The industry is still trying to find its footing, but its in a good place.
The US government has given the green light to three new standards, while a fourth one is expected to be finalized in 2020.
Photojournalists and their companies have begun applying for licenses to shoot in more than 80 countries, from Brazil to Mexico.
“It’s really encouraging,” said Steve Niles, president of the American Society of Magazine Editors.
“The industry is now well on its way to becoming a truly global force.”
Photojournalist Stephen Burdick, who has been covering the Olympics in Rio, says he is also excited to be working in the industry for the first time.
“I’m getting to travel and do new things that I’ve never done before,” he said.
“This is an exciting time for the world and it’s going to be a great one.”
But the industry faces challenges, particularly in the United States.
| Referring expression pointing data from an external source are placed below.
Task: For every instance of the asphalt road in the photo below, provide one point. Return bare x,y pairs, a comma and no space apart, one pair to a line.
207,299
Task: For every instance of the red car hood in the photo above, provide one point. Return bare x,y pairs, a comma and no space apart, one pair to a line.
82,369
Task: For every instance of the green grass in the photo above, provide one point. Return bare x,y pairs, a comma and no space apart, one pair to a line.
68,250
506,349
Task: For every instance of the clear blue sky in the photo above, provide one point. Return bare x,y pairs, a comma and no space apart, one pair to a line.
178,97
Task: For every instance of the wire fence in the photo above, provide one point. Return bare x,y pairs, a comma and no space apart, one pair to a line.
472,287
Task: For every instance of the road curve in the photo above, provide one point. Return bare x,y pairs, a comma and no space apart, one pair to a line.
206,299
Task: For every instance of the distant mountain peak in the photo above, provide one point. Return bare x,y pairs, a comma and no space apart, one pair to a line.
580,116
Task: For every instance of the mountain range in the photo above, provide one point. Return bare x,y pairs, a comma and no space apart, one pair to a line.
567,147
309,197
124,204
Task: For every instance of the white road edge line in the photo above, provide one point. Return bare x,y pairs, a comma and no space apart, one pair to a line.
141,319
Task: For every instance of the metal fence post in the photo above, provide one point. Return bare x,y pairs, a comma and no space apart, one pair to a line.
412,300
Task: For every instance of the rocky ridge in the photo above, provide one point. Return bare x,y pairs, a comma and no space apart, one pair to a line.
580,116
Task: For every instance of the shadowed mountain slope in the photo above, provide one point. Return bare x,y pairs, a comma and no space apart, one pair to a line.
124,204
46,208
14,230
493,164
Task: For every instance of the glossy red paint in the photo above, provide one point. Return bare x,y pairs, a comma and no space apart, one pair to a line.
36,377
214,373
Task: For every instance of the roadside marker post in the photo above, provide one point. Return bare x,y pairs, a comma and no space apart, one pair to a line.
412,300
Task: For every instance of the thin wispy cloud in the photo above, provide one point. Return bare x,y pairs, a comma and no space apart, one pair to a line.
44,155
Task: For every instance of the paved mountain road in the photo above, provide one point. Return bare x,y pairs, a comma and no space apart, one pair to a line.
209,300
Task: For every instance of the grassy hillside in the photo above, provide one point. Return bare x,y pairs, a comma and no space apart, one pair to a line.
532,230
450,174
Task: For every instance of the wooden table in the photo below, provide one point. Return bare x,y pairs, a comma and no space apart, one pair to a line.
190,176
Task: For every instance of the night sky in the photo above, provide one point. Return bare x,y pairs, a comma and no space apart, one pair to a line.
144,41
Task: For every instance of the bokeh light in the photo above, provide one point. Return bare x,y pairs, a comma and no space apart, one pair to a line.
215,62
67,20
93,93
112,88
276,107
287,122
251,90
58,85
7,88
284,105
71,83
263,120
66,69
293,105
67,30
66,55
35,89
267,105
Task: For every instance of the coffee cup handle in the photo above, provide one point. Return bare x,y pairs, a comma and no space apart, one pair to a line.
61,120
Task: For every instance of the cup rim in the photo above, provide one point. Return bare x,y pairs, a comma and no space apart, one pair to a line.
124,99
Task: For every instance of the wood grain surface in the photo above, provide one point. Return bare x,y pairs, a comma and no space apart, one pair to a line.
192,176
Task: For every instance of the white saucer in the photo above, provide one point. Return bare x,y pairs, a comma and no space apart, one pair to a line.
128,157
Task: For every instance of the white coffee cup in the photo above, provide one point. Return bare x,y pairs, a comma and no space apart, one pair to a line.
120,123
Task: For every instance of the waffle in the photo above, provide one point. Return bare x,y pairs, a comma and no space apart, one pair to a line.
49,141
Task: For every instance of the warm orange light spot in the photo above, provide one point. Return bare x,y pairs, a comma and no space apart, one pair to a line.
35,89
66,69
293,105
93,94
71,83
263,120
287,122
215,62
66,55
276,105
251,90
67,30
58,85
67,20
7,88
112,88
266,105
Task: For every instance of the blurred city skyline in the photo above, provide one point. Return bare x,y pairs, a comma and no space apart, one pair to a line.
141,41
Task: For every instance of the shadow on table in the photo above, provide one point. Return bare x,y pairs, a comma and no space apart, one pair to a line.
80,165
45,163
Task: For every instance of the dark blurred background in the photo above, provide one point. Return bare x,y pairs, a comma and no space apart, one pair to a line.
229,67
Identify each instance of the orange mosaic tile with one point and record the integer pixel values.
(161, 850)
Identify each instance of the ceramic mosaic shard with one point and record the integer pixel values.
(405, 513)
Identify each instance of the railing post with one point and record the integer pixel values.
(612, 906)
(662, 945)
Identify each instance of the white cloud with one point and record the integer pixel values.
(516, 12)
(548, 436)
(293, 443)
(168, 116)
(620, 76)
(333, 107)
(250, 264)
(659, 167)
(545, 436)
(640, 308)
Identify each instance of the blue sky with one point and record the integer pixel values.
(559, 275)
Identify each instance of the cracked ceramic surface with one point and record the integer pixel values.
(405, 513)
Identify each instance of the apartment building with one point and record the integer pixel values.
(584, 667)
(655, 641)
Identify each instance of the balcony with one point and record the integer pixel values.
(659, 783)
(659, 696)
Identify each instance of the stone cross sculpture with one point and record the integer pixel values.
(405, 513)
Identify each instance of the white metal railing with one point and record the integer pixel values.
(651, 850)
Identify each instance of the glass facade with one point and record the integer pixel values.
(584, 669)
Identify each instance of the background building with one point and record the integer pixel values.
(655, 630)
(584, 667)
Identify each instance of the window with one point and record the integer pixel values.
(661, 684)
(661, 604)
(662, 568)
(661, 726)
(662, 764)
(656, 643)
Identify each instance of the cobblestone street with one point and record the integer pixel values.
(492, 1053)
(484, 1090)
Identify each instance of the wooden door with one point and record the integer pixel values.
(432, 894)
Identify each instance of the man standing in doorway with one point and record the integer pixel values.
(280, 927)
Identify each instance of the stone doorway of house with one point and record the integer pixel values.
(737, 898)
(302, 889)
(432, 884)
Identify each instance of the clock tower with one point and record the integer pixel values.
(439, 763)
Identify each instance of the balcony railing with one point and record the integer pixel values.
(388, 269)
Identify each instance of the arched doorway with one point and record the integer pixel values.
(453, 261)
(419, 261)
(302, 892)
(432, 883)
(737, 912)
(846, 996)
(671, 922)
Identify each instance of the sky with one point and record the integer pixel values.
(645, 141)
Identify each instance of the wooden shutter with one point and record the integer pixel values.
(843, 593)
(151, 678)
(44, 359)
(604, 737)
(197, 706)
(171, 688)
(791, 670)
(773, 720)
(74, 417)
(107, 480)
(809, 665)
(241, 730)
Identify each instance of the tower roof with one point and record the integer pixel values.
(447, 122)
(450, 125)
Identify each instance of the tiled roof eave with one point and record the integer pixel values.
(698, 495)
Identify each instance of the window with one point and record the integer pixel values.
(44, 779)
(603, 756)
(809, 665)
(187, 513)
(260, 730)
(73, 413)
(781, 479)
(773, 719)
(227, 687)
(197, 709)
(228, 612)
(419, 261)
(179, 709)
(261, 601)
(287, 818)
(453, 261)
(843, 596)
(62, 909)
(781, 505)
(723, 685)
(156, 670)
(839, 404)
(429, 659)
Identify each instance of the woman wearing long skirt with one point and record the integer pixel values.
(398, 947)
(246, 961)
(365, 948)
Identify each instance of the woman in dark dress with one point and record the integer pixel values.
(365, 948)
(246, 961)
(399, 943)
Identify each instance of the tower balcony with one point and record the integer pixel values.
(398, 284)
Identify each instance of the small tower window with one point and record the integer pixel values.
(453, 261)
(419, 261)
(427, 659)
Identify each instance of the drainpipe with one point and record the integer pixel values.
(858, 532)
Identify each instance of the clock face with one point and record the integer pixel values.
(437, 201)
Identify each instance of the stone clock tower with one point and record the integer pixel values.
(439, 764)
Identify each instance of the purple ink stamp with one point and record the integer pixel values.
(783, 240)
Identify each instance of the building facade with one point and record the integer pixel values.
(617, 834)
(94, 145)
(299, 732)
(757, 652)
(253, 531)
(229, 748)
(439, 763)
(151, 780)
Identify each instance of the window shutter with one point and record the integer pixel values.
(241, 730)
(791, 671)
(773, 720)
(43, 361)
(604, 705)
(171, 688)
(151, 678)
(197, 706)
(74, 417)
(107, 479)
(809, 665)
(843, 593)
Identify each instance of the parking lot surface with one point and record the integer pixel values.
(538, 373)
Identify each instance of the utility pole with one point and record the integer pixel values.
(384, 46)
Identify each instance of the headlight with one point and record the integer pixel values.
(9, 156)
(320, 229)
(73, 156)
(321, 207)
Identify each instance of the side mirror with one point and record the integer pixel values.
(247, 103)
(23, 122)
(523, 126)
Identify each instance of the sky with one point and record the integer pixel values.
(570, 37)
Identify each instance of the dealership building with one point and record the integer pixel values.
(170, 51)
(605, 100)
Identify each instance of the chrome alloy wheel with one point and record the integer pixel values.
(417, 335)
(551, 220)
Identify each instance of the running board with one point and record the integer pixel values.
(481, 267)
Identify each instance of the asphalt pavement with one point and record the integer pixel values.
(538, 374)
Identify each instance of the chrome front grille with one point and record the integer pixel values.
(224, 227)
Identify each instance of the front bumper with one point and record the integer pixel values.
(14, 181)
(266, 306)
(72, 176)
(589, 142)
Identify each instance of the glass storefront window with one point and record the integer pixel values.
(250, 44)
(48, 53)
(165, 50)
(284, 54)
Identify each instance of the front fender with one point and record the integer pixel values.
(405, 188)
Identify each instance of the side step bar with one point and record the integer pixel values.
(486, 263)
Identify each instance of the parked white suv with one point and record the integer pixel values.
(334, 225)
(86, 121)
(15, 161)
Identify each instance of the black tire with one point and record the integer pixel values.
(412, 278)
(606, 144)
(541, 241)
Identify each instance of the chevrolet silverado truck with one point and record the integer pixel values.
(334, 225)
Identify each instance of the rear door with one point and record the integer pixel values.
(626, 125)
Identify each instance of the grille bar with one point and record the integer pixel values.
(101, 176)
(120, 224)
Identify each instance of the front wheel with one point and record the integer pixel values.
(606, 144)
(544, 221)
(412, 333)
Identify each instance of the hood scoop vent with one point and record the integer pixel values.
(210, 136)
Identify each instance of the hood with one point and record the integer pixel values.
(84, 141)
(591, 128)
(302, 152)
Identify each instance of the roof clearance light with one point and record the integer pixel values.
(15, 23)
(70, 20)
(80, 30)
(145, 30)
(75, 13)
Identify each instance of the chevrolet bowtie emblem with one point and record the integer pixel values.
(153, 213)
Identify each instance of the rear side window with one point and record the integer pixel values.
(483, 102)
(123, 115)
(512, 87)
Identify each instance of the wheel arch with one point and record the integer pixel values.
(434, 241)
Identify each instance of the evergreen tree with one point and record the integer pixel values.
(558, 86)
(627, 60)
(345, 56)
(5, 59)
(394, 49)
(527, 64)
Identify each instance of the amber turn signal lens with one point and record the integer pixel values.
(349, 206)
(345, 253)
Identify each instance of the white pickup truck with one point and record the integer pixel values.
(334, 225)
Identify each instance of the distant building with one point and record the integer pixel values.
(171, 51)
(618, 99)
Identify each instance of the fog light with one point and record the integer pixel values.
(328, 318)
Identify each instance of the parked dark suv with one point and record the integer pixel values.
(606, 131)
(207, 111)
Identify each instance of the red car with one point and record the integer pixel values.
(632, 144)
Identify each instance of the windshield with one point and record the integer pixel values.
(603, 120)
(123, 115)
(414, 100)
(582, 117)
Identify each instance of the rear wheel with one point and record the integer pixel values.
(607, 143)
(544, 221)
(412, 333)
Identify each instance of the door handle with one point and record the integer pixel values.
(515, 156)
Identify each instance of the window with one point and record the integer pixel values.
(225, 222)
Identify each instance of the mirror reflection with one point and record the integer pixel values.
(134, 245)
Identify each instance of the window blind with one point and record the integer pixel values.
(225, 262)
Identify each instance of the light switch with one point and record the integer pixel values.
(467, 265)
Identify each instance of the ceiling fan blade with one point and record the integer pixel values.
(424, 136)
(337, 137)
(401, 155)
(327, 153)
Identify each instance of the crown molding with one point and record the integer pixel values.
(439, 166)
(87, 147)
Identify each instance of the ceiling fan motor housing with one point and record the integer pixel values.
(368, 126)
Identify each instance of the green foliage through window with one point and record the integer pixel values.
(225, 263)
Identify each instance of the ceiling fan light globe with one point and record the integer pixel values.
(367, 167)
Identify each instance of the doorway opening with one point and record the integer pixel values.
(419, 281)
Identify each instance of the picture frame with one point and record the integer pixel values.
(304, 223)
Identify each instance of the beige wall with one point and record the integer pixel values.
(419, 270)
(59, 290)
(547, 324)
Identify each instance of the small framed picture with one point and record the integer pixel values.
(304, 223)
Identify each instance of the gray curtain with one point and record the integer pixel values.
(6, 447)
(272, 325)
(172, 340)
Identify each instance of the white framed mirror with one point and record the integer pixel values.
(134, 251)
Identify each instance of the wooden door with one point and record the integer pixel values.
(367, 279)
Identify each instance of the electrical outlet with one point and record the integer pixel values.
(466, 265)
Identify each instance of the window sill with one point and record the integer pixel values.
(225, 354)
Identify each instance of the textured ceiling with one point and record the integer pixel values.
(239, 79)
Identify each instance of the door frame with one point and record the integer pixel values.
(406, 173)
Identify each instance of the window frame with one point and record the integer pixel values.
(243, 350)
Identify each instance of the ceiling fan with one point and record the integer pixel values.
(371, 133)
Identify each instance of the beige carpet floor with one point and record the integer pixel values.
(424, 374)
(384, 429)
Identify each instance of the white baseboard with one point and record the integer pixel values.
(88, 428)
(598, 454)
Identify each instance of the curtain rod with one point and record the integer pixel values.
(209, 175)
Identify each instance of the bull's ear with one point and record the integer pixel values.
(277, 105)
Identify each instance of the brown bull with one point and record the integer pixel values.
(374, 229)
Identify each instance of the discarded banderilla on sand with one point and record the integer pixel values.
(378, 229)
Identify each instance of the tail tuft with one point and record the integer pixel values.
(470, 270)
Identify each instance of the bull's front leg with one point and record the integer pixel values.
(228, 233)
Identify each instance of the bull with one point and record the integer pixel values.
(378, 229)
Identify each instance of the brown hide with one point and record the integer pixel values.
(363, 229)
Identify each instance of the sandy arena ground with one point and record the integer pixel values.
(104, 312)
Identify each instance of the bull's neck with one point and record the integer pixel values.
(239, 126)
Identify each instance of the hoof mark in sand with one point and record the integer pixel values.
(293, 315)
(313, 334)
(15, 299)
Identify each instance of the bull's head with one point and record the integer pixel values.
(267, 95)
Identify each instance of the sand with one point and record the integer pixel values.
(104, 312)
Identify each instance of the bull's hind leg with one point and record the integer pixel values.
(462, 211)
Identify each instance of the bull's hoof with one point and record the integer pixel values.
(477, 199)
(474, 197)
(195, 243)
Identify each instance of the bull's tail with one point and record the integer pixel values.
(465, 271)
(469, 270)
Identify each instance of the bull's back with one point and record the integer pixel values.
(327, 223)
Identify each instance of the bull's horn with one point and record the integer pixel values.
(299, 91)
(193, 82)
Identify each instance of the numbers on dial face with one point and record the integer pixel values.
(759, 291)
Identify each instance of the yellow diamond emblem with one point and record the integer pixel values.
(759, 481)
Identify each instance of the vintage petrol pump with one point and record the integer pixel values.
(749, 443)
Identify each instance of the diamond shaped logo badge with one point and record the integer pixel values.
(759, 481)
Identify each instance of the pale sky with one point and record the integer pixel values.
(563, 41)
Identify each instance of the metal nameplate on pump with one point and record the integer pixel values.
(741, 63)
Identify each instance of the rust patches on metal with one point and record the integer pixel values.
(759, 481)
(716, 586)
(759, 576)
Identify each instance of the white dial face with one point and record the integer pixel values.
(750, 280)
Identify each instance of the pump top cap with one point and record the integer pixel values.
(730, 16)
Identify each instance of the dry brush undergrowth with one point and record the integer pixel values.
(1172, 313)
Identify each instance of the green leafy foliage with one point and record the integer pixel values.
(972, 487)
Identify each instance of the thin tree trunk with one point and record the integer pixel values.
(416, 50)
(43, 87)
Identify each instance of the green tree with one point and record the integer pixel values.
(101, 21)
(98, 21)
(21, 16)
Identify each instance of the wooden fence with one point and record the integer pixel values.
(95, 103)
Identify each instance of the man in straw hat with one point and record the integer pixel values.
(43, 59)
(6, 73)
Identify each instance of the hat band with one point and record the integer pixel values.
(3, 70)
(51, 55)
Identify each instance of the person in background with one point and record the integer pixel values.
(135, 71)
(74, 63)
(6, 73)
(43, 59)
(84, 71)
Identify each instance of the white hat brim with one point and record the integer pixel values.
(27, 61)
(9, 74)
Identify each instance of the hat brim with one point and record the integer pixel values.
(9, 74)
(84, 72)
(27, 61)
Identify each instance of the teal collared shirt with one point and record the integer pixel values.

The Associated Press reported that there are concerns about how the new rules will be implemented.
It cited a letter from the US Commerce Department that warned the changes will affect US companies and would likely cause an influx of visas and green cards for foreign workers, while potentially causing job losses in the US.
And the AP reported that the US has been slow to react to changes to the rules, even as the AP’s sources in Brazil say that the agency is still reviewing the draft.
“We haven’t heard anything from the White House,” said Burdack, who added that it could take months before the agency’s final decision on the rules.
“If we are lucky, we might get a little bit of guidance on it in the next week or two.”
And while the new standards are expected to create more jobs and more jobs for people who have been struggling to find work, the challenges remain.
“There are going to have to be adjustments,” said Niles.
“These are very large changes.
The American people need to have the chance to look at the changes and see what they are for.”